I was ashamed I wasn’t as good of a biker as my friend, but I also remember not really dwelling on it for long. Soon enough we were on to playing something else and the skinned knees were barely even noticeable. In fact, we started laughing at how silly my face must have looked as I was about to eat the dirt.
I didn’t know it at the time, but that moment started building me into the person I am today. The person who can laugh at herself when ridiculous things happen. For example, my brain tends to work faster than my mouth. I’m a writing coach at a college and one day I was working with a student of mine who had a breakthrough. I wanted to congratulate them and tell them how proud I was but I was too excited, what came out of my mouth didn’t resemble English. I’m not sure what I said to them but it took us both off guard and the mirrored looks of confusion on both our faces was actually pretty hysterical.

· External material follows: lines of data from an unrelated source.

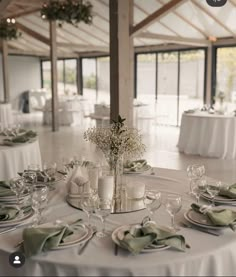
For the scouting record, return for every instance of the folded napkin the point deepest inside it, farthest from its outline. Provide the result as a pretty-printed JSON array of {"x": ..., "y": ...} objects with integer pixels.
[
  {"x": 229, "y": 192},
  {"x": 8, "y": 213},
  {"x": 135, "y": 165},
  {"x": 219, "y": 217},
  {"x": 37, "y": 240},
  {"x": 5, "y": 189},
  {"x": 140, "y": 237}
]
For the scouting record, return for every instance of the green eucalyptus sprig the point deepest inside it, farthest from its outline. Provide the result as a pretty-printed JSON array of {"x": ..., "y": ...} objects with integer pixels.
[
  {"x": 72, "y": 12},
  {"x": 8, "y": 30}
]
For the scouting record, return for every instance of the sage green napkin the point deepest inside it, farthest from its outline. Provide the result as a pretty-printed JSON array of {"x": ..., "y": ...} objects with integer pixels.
[
  {"x": 135, "y": 165},
  {"x": 5, "y": 189},
  {"x": 219, "y": 217},
  {"x": 144, "y": 236},
  {"x": 8, "y": 213},
  {"x": 229, "y": 192},
  {"x": 37, "y": 240}
]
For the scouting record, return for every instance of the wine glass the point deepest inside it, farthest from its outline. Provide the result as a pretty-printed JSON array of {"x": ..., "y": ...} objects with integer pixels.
[
  {"x": 103, "y": 210},
  {"x": 173, "y": 204},
  {"x": 88, "y": 204},
  {"x": 17, "y": 185},
  {"x": 213, "y": 188},
  {"x": 194, "y": 173},
  {"x": 39, "y": 198},
  {"x": 199, "y": 188},
  {"x": 152, "y": 201}
]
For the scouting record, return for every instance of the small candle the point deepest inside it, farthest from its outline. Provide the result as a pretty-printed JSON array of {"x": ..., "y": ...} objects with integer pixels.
[
  {"x": 105, "y": 187},
  {"x": 135, "y": 190}
]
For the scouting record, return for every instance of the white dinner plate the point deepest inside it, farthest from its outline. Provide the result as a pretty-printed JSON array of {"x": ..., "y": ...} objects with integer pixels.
[
  {"x": 76, "y": 238},
  {"x": 201, "y": 220},
  {"x": 141, "y": 170},
  {"x": 17, "y": 220},
  {"x": 118, "y": 232}
]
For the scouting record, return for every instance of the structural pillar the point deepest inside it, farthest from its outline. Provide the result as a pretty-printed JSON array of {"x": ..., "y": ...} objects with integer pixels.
[
  {"x": 5, "y": 71},
  {"x": 121, "y": 60},
  {"x": 53, "y": 52},
  {"x": 210, "y": 74}
]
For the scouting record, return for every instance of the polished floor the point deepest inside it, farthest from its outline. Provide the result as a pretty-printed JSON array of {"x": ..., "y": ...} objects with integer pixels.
[{"x": 160, "y": 140}]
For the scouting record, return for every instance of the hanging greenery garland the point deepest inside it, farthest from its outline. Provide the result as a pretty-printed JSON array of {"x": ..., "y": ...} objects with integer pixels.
[
  {"x": 68, "y": 11},
  {"x": 8, "y": 29}
]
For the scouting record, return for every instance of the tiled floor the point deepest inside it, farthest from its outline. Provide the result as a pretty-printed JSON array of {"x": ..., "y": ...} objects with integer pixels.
[{"x": 160, "y": 141}]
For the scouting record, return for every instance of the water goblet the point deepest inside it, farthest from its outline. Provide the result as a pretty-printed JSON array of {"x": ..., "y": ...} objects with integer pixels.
[
  {"x": 194, "y": 173},
  {"x": 88, "y": 205},
  {"x": 152, "y": 201},
  {"x": 39, "y": 198},
  {"x": 199, "y": 188},
  {"x": 213, "y": 188},
  {"x": 103, "y": 210},
  {"x": 173, "y": 204}
]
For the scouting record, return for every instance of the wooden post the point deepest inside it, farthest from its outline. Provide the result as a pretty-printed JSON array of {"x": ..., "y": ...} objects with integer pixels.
[
  {"x": 5, "y": 71},
  {"x": 209, "y": 72},
  {"x": 121, "y": 60},
  {"x": 53, "y": 52}
]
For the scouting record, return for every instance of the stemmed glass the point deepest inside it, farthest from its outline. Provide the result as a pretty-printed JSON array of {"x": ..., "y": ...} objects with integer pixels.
[
  {"x": 195, "y": 172},
  {"x": 88, "y": 204},
  {"x": 173, "y": 204},
  {"x": 17, "y": 185},
  {"x": 39, "y": 198},
  {"x": 213, "y": 188},
  {"x": 103, "y": 210},
  {"x": 152, "y": 201},
  {"x": 199, "y": 188}
]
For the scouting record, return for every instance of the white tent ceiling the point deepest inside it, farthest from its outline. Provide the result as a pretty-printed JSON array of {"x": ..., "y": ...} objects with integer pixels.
[{"x": 191, "y": 22}]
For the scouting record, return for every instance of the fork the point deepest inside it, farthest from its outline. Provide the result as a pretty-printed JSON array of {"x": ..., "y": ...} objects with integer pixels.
[{"x": 81, "y": 249}]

I don’t cringe in embarrassment anymore when I think about these moments; I find the humor in them instead. After all, why torture yourself over something you can’t control? Both the student and I ended up laughing and that moment is way better to think about than feeling mortified.
My embarrassing little mishaps usually end up with me making another person laugh, or at the very least smile, and honestly, we need more of that in our lives anyway.